1 Introduction

Rising IT spending on power has increased the awareness and need for monitoring, management, and optimization of data-center energy consumption. HPC centers have additional performance-based constraints and account for disproportionally large power/energy costs. Among the numerous challenges which exist in expanding systems to Exascale, the capping of the energy consumption at a reasonable power limit, say 20 MW, is probably the most important one.

Although computing systems offer an increasingly sophisticated set of power measurement and management capabilities, on most platforms fine-grained power measurements are difficult or impossible without modifying the hardware. In this paper, we focus on IBM systems based on the POWER7 processor. These systems are provided with on-board power measurement circuits to measure the power consumed by the full system, processor socket, memory sub-system, I/O sub-system and the fans [1]. Additionally, the power consumed in different parts of the POWER7 processor can be estimated using a hardware supported power proxy. This power proxy translates information from activity monitors into a power estimate using a programmable weight factor [2]. Information from various sensors is collected by a dedicated microcontroller, the Thermal Power Management Device (TPMD). This device is also used to implement a given power policy and management direction. It may, for instance, reduce the processor frequency to save power at the expense of system performance.

Applications in the HPC space tend to be designed and tuned to maximize performance with no consideration for energy efficiency. Programming approaches can mask real utilization of resources like CPU or memory (e.g., wait loop in communication progress function), and a load balancing style of programming can interfere with autonomous hardware frequency scaling. Therefore, one of the challenges is to enhance methods and policies in this area to exploit energy management mechanisms. To identify optimization potential, one has to study the application’s energy profiles as well as the utilization of the different system resources.
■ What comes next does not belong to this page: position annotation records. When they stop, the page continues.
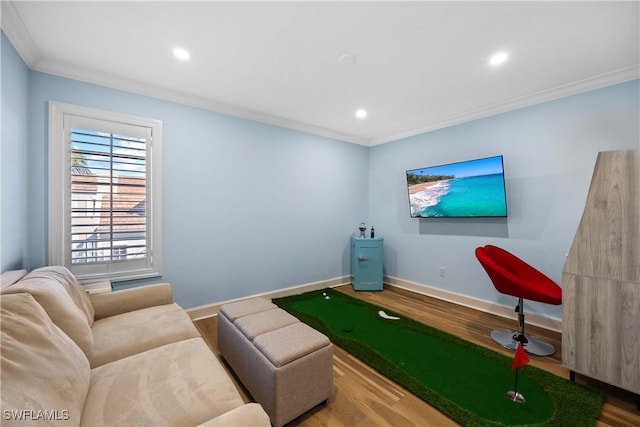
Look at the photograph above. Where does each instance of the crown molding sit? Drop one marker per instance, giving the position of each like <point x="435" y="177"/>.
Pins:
<point x="597" y="82"/>
<point x="17" y="33"/>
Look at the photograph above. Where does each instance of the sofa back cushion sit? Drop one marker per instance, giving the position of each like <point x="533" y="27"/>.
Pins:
<point x="8" y="278"/>
<point x="45" y="375"/>
<point x="64" y="277"/>
<point x="57" y="291"/>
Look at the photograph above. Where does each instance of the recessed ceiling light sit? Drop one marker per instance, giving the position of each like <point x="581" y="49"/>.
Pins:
<point x="498" y="58"/>
<point x="181" y="54"/>
<point x="346" y="59"/>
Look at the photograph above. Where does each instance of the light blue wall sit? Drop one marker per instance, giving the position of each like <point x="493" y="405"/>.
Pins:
<point x="248" y="207"/>
<point x="14" y="158"/>
<point x="549" y="153"/>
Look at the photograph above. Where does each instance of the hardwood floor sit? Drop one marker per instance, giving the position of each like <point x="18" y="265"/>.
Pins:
<point x="363" y="397"/>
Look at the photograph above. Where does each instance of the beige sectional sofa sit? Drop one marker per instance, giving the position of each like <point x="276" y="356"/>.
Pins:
<point x="125" y="358"/>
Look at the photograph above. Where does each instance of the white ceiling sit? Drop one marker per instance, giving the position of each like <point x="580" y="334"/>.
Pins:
<point x="419" y="66"/>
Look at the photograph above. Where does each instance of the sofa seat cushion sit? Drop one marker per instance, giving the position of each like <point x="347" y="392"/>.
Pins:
<point x="259" y="323"/>
<point x="246" y="307"/>
<point x="44" y="373"/>
<point x="177" y="384"/>
<point x="130" y="333"/>
<point x="248" y="415"/>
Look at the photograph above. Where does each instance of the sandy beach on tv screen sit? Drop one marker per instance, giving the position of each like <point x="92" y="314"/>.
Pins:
<point x="415" y="188"/>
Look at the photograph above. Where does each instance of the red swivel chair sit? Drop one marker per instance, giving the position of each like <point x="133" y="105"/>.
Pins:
<point x="512" y="276"/>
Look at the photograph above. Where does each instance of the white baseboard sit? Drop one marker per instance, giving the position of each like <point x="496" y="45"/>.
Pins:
<point x="212" y="309"/>
<point x="550" y="323"/>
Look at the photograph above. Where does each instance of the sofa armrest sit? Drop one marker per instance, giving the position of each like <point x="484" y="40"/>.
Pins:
<point x="248" y="415"/>
<point x="111" y="303"/>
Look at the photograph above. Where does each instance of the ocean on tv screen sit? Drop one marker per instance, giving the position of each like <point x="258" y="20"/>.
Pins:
<point x="472" y="196"/>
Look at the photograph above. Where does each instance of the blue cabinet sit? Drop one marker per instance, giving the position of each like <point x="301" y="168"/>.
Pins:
<point x="366" y="263"/>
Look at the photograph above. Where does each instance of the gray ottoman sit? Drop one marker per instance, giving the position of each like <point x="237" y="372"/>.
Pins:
<point x="286" y="365"/>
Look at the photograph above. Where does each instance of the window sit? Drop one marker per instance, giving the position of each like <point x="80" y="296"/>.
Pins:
<point x="105" y="195"/>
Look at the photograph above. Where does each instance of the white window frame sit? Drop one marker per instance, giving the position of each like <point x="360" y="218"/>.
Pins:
<point x="60" y="115"/>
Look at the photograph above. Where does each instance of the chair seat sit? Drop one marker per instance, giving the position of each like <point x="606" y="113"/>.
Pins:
<point x="512" y="276"/>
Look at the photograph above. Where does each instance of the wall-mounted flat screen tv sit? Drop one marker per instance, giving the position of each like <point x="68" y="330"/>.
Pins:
<point x="472" y="188"/>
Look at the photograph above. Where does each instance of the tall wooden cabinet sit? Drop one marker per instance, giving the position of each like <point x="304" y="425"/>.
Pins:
<point x="601" y="277"/>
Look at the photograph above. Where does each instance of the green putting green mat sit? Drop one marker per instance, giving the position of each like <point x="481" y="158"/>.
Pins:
<point x="466" y="382"/>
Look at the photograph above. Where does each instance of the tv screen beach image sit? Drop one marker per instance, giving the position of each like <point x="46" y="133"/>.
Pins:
<point x="473" y="188"/>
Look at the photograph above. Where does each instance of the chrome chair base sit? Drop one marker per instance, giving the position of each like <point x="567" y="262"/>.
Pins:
<point x="534" y="345"/>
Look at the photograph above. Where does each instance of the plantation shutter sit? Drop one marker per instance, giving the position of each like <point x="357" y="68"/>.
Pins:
<point x="108" y="232"/>
<point x="108" y="193"/>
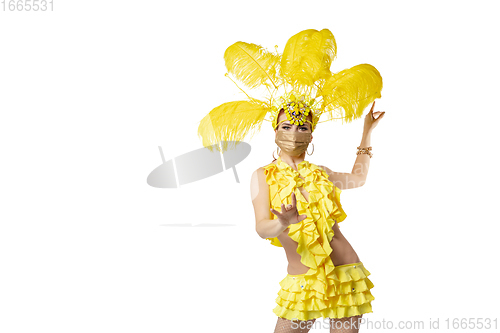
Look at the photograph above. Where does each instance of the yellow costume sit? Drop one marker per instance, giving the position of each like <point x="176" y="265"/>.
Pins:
<point x="299" y="83"/>
<point x="325" y="290"/>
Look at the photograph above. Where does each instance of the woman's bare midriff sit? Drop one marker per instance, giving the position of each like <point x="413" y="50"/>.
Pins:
<point x="342" y="253"/>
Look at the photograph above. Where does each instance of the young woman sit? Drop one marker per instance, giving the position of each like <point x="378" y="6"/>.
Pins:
<point x="303" y="199"/>
<point x="296" y="202"/>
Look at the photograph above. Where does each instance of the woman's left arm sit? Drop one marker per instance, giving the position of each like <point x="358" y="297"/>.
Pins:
<point x="359" y="172"/>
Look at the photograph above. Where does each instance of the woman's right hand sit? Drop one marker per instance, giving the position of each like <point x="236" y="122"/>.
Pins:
<point x="289" y="214"/>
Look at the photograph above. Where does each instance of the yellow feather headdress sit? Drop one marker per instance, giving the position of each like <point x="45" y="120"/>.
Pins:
<point x="302" y="79"/>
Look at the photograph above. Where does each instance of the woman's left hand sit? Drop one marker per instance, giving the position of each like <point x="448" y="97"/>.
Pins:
<point x="370" y="120"/>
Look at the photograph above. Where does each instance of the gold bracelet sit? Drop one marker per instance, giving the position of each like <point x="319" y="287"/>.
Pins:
<point x="366" y="150"/>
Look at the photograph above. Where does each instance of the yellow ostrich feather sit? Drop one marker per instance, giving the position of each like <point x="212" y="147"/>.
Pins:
<point x="307" y="57"/>
<point x="231" y="121"/>
<point x="251" y="64"/>
<point x="302" y="72"/>
<point x="351" y="90"/>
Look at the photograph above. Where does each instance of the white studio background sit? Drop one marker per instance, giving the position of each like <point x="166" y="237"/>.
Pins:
<point x="90" y="90"/>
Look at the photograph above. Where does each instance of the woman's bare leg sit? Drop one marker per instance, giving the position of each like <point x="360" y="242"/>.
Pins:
<point x="296" y="326"/>
<point x="345" y="325"/>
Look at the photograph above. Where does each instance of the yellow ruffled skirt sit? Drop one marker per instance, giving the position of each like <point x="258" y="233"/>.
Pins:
<point x="348" y="296"/>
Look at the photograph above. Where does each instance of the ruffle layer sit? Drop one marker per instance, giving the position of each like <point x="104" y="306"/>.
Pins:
<point x="321" y="291"/>
<point x="349" y="296"/>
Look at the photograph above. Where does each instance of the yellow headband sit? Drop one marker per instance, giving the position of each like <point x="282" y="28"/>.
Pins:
<point x="301" y="79"/>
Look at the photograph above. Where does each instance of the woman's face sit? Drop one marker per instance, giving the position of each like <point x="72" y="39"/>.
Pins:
<point x="286" y="126"/>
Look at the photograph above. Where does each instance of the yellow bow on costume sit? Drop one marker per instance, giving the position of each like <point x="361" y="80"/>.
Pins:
<point x="302" y="79"/>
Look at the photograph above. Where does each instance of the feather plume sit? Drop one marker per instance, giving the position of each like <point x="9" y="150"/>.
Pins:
<point x="351" y="90"/>
<point x="251" y="64"/>
<point x="307" y="57"/>
<point x="231" y="122"/>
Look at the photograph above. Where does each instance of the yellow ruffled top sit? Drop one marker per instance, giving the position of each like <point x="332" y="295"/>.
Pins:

One of the challenges to obtain reliable energy profiles is to translate the power consumption P(t) measured at time t into energy E(t 0,t) consumed since time t 0, e.g. the time when program execution started. The energy is given by

$$ E(t_0,t) = \int_{t_0}^t d\tau P( \tau). $$
(1)

Since power is measured at discrete points in time t i , the integral has to be approximated by a sum

$$ E(t_0,t) \simeq \sum_{k=1}^N \Delta t P(t_0+k \Delta t), $$
(2)

where for simplicity we assumed t i =t 0+kΔt with Δt=(tt 0)/N. For this approximation to be good, Δt should be small compared to the time scale on which P(t) changes.

To read the information from the TPMD, we use an IBM internal tool called Amester (Automated Measurement of Systems for Temperature and Energy Reporting), which provides an external service to collect the power consumption data. We used VampirTrace [7] to trace the performance of the application, and developed a plugin which queries Amester to add power measurement information to the performance traces.

After discussing related work, we describe our measurement setup in Sect. 3. Then we present the applications we used and the analysis results in Sect. 4. Finally we conclude the paper and give an outlook on future work in Sect. 5.

2 Related work

A large variety of papers have been published analysing the power consumption of individual components using synthetic workloads. However, far less information is available on the power consumption at component level for HPC production workloads.

In [6] the power consumption of a Cray XT4 system is studied at node and system level for a set of application based benchmarks like the NAS Parallel Benchmarks. A different approach was taken in [5] where the authors analysed rack level power measurement data collected for 12,500 jobs on a production Blue Gene/P system.

In [3] the power profiling infrastructure PowerPack is described. This infrastructure targets the analysis of parallel applications and also links power to performance measurements [10]. This setup however requires significant modifications of the hardware. Furthermore, a critical analysis of the conversion of power measurements into estimates of the energy consumption is lacking.

In recent years, the hardware support for power measurements has been driven by the need of monitoring power to ensure a certain power envelope not being exceeded. This may, e.g., be mandatory in case of high-density designs where components at high load may generate more heat than the cooling system is able to remove. In [9] a feedback control mechanism is described, which allows to operate the system in the highest performance state at a fixed power constraint. This requires precise power information to be periodically retrieved.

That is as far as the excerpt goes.